Home PublicationsCommentary The Pandemic Reveals Some of the Noxious Side Effects of the GDPR

The Pandemic Reveals Some of the Noxious Side Effects of the GDPR

by Daniel Castro
by
Person holding test tubes

The General Data Protection Regulation (GDPR), hailed by many EU policymakers since its inception as the global “gold standard” for data protection, has come under renewed scrutiny recently as its regulations have stood in the way of providing relief to European citizens and businesses hit hard by the COVID-19 pandemic. Indeed, if the GDPR were a drug, it would have been recalled by now for all its unintended side effects. As other countries consider whether to follow in the EU’s footsteps with similar legislation, it is worth looking back at where the law has fallen short during the pandemic.

At the beginning of the pandemic, Italy, one of the countries in Europe hit hardest by COVID-19, found that the GDPR prevented businesses from taking basic steps to track and trace potential infections. In early March last year, as Italy was entering an eventual lockdown and cases and deaths from the virus were spiking, the Italian Data Protection Authority (DPA) issued a statement explaining that employers could not collect from workers “information on the presence of any signs of influenza in the worker and his or her closest contacts.” This meant, for example, that employers could not record body temperatures to ensure compliance with safety protocols for essential workers. The French DPA issued similar guidance and noted also that the GDPR banned employers from using thermal cameras to automatically check temperatures of their workers.

As the pandemic progressed, it became clear that the GDPR had also become a barrier to biomedical research—the very research necessary to save lives and reopen the economy. The GDPR creates significant challenges to research organizations in the EU sharing data with researchers located in most countries outside the EU. Indeed, a team of researchers from the United States, Canada, and the EU published an article in Science this fall arguing that “the GDPR’s limitation on data transfers will hamper science globally in general and biomedical science in particular.” These obstacles have only grown during the COVID-19 crisis because last summer the European Court of Justice invalidated the agreement allowing EU-US data flows, a serious blow considering 55 percent of clinical trials taking place in Europe also have at least one site in the United States.

The most recent incident illustrating the flaws in the GDPR occurred when public health officials in Brussels reported in February that nearly three out of four primary care workers did not show up for vaccines, and local officials in charge of vaccinations could not find out who had received vaccination invitations or follow up directly with these individuals because of the GDPR. The GDPR imposes strict rules on how organizations can share data with third parties and organizations that violate these rules face the risk of steep penalties. In this case, local health officials could not obtain the data from the federal health platform, resulting in 8,000 primary care workers missing their first shot and slowing down the vaccine campaign as they could not contact these healthcare workers.

The multitude of problems from the GDPR has created some interest within the EU for reform. Already, some countries have made minor changes. For example, recognizing the constraints of their data protection laws, the Italian government issued a decree creating a special legal framework for public health authorities to collect and share health data for the duration of the state of emergency. Likewise, Germany updated its laws to clarify the rules for processing personal data during an epidemic.

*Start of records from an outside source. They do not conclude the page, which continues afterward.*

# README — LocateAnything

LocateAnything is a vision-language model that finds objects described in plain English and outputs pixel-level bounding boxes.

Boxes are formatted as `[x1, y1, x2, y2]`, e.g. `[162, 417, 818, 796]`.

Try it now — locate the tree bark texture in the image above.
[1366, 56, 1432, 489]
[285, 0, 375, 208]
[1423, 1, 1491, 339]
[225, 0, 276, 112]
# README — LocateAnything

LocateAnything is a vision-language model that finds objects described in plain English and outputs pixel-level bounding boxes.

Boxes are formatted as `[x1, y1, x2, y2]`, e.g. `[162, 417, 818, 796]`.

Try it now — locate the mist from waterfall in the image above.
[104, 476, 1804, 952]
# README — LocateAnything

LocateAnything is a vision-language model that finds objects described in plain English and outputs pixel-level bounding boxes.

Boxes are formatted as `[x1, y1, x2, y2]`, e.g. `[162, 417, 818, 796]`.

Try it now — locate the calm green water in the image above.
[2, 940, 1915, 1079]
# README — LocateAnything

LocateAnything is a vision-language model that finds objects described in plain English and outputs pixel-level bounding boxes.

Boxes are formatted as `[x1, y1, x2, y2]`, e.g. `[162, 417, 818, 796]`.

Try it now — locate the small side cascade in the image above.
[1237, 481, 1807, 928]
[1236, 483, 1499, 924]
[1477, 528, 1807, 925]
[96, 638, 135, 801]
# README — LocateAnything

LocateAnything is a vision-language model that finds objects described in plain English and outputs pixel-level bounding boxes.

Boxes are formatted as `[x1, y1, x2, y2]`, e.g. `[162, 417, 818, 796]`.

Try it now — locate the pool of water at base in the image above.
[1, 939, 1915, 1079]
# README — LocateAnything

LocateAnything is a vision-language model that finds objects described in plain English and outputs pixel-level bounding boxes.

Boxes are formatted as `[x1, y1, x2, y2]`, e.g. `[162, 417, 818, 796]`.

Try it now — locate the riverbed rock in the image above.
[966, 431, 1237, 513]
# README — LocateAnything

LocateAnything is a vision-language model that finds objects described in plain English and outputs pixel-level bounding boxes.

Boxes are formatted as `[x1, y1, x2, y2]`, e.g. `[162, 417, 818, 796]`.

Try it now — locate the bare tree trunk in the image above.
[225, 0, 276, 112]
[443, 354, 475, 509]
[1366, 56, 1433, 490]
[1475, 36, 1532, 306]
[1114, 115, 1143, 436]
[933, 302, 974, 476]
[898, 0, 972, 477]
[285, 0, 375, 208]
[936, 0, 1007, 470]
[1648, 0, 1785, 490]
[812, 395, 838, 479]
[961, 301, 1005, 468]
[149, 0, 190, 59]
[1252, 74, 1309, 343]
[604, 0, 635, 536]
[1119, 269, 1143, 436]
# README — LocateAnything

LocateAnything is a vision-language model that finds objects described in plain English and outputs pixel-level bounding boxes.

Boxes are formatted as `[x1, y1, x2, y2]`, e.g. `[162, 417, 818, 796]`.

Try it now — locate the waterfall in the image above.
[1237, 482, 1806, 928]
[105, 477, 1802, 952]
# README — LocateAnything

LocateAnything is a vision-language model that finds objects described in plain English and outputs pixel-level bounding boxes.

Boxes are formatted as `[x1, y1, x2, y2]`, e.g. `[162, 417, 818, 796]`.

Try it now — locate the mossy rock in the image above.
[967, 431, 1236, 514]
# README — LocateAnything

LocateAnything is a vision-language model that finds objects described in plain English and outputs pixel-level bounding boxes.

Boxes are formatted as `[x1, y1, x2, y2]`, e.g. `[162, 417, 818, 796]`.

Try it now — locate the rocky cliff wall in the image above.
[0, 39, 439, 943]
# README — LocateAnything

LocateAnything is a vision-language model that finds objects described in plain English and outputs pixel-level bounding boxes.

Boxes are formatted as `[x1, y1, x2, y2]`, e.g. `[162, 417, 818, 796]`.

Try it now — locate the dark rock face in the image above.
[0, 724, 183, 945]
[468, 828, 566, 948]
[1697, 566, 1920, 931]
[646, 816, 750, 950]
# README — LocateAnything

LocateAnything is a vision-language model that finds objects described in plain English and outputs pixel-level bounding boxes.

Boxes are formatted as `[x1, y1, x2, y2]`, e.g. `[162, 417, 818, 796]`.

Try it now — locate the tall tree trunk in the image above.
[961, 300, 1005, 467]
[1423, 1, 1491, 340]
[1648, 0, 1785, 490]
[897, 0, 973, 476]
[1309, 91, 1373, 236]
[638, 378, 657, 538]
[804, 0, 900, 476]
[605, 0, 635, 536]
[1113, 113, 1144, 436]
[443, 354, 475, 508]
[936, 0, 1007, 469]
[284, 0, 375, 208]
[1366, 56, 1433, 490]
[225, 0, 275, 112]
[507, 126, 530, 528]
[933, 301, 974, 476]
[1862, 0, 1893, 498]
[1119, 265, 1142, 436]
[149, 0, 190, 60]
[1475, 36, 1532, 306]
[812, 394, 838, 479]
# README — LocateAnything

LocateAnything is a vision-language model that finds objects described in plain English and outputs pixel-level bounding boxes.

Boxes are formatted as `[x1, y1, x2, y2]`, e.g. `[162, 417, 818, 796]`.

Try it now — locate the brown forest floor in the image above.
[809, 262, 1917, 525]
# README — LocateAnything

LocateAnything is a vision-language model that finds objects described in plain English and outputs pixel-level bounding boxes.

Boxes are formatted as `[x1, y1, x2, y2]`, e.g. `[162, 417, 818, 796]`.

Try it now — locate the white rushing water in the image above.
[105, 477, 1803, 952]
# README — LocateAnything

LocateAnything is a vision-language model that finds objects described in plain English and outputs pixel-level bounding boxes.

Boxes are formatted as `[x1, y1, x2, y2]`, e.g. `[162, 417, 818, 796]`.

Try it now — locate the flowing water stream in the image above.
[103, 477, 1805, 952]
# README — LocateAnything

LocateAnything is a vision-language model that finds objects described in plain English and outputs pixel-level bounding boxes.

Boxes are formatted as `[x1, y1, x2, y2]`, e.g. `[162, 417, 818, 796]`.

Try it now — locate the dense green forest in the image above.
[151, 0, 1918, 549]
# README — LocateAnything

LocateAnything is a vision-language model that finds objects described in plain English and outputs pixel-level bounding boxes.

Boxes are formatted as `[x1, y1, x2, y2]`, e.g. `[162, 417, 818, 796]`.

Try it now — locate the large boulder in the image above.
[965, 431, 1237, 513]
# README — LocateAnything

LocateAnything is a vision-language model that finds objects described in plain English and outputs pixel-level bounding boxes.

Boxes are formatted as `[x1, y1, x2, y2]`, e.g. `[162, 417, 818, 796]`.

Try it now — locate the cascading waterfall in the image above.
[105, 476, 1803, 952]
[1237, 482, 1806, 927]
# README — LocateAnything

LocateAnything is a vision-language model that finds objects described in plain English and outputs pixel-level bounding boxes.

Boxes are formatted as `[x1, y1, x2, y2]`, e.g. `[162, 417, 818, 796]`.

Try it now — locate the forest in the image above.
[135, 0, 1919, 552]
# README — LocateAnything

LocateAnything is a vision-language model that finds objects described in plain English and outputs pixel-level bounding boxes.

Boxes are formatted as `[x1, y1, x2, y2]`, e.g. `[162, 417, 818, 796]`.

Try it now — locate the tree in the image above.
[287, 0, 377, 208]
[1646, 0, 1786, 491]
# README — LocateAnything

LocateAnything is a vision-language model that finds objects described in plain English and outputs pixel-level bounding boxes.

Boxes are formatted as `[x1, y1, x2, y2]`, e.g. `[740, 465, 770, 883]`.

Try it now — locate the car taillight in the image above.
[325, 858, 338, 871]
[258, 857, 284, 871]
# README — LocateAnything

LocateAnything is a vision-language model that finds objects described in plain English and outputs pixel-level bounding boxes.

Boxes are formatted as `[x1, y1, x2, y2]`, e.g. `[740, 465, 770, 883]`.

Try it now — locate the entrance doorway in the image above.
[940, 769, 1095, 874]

But temporary or incremental changes will not be enough. Axel Voss, one of the authors of the GDPR, has suggested it is time for updates to this law to make it fit for the digital economy, but few other EU policymakers have been willing to publicly embrace this view yet. At some point, the EU will need to reform the GDPR to reduce obstacles to innovation, such as allowing greater use of pseudonymized data and supporting additional legal mechanisms for cross-border data sharing, if it wants to be competitive in the digital economy. Hopefully, it will not take another global crisis to provide the necessary wake up call.